Andreas_Mihaila schrieb:


> Nein eben nicht .. die Anlage läuft nicht und trotzdem bekomme ich diese Fehlermeldung .. ich war heute zum ersten Mal dort und nun habe ich es auch gesehen, dass der Download nicht möglich ist .. obwohl die Linie nicht läuft oder auch die drives nicht arbeiten .. habe bei dem Versuch sogar einige Parameter verloren .. habe den CU reseted und die Parameter habe ich online in die Expertlist eingetippt


Das die Anlage nicht läuft bzw. der Motor nicht dreht, bedeutet ja nicht zwangsläufig, dass die Freigabe nicht bereits anliegt.


----------



## Andreas_Mihaila (15 Juni 2021)

natürlich hat du recht, keine Frage .. gibt es in der Expertliste einen Parameter p, welcher die Reglerfreigabe freigibt bzw. Nicht freigibt, sodass ich diesen vor dem Download disablen kann? 
eventuell blöde Frage ..


----------



## DeltaMikeAir (15 Juni 2021)

Ich bin jetzt bei der CU320 nicht der Profi da ich sie noch nie eingesetzt habe. Bei anderen Siemens Gerätschaften kommt die Antriebsfreigabe über eine Anschlussklemme. Beispiel Sinumerik NCU 840D. Möchte ich hier das Programm laden, dann muss ich die Impulsfreigabe abklemmen bzw die Steckerleiste abziehen.

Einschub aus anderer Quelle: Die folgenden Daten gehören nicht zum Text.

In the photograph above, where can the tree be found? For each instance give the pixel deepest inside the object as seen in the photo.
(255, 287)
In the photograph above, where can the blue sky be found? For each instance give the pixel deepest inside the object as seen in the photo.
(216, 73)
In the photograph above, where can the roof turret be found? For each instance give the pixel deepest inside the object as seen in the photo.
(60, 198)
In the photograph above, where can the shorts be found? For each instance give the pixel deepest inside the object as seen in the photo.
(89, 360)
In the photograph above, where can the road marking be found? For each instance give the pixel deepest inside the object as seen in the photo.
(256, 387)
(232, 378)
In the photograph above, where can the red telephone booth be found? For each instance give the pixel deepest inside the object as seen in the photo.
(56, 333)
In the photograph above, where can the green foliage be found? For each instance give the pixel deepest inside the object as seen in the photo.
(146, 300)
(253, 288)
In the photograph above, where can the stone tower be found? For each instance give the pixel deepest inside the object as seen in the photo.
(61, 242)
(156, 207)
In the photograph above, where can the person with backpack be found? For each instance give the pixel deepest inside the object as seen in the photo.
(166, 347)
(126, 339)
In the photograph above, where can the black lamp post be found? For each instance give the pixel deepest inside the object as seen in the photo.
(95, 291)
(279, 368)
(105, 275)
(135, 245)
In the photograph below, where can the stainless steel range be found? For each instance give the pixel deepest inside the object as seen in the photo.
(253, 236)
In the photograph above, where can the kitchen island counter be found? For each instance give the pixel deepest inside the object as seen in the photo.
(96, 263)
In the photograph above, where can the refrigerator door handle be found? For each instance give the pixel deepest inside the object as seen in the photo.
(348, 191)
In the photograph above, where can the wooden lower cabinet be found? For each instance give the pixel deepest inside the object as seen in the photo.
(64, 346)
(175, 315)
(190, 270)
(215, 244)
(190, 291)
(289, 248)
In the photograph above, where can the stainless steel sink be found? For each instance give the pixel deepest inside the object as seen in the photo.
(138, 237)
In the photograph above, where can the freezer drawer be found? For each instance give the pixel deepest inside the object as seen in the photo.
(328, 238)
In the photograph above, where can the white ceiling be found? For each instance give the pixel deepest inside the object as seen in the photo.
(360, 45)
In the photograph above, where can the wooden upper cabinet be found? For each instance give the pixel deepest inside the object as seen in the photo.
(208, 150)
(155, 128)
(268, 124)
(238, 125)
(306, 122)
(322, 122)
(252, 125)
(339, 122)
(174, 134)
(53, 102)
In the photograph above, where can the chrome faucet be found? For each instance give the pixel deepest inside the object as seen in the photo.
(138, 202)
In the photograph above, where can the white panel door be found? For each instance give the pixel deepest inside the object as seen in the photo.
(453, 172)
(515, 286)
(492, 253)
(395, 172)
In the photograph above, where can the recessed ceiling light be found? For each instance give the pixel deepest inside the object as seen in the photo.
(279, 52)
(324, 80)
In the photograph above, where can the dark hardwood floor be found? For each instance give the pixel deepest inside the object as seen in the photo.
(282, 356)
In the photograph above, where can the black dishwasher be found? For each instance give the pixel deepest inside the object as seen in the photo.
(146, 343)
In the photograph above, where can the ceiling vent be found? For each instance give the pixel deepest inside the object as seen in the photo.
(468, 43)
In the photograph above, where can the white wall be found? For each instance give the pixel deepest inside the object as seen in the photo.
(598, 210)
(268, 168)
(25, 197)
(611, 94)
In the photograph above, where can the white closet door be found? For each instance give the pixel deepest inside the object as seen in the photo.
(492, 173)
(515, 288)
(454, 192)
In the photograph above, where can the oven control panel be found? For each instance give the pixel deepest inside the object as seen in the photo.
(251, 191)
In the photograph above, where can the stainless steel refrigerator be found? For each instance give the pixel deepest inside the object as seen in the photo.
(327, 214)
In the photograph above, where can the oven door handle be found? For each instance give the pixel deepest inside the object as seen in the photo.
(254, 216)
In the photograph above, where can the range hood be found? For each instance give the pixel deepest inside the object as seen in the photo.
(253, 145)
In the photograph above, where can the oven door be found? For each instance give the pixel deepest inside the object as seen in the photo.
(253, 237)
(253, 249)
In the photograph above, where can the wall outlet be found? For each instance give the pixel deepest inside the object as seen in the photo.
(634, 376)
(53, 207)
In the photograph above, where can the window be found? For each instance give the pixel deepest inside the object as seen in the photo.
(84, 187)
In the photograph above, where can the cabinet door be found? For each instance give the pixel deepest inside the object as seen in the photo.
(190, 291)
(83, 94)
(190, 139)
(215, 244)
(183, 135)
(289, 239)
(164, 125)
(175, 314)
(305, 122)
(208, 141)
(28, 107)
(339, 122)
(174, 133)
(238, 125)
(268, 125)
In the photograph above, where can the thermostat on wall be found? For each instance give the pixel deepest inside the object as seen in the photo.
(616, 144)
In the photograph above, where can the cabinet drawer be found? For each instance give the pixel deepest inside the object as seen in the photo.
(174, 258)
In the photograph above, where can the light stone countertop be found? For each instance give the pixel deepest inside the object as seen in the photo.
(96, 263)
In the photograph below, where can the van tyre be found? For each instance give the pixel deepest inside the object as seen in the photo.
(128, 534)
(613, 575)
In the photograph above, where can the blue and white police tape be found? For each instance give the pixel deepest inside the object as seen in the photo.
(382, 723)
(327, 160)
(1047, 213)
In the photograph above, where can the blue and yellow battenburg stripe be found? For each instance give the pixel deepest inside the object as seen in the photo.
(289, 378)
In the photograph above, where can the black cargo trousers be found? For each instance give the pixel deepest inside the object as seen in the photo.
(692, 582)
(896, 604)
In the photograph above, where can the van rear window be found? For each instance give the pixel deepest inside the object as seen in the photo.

Mache ich dies nicht, dann kommt eine ähnliche Meldung wie bei dir.


----------



## Andreas_Mihaila (15 Juni 2021)

DeltaMikeAir schrieb:


> Ich bin jetzt bei der CU320 nicht der Profi da ich sie noch nie eingesetzt habe. Bei anderen Siemens Gerätschaften kommt die Antriebsfreigabe über eine Anschlussklemme. Beispiel Sinumerik NCU 840D. Möchte ich hier das Programm laden, dann muss ich die Impulsfreigabe abklemmen bzw die Steckerleiste abziehen.
> 
> Mache ich dies nicht, dann kommt eine ähnliche Meldung wie bei dir.


Danke dir .. ich muss Mal sehen woher die Freigabe kommt .. aber das ist schon mal sehr hilfreich, besten Dank


----------



## Andreas_Mihaila (16 Juni 2021)

Es handelt sich um genauer zu sein um die Parameter 8700 - 8703 (CAN Open Telegramm)

nur diese Parameter gehen jedes Mal verloren .. aber ich glaube nach der commissionig von der Firma, wurde ein Download nicht gemacht, deswegen müssen wir jedesmal diese manuell ei tippen…

also ich nehme an das ist das Download Problem ..

andere frage: wenn ich diese manuell eintippe und danach copy RAM To Rom mache, reicht das aus oder muss ich unbedingt einen Download davor machen?

danke Leute im voraus

Andreas


----------



## NBerger (16 Juni 2021)

Nee das sollte reichen.

Lade dir deine Projektierung danach doch ins PG zurück. Dann hören deine Probleme doch auf.


----------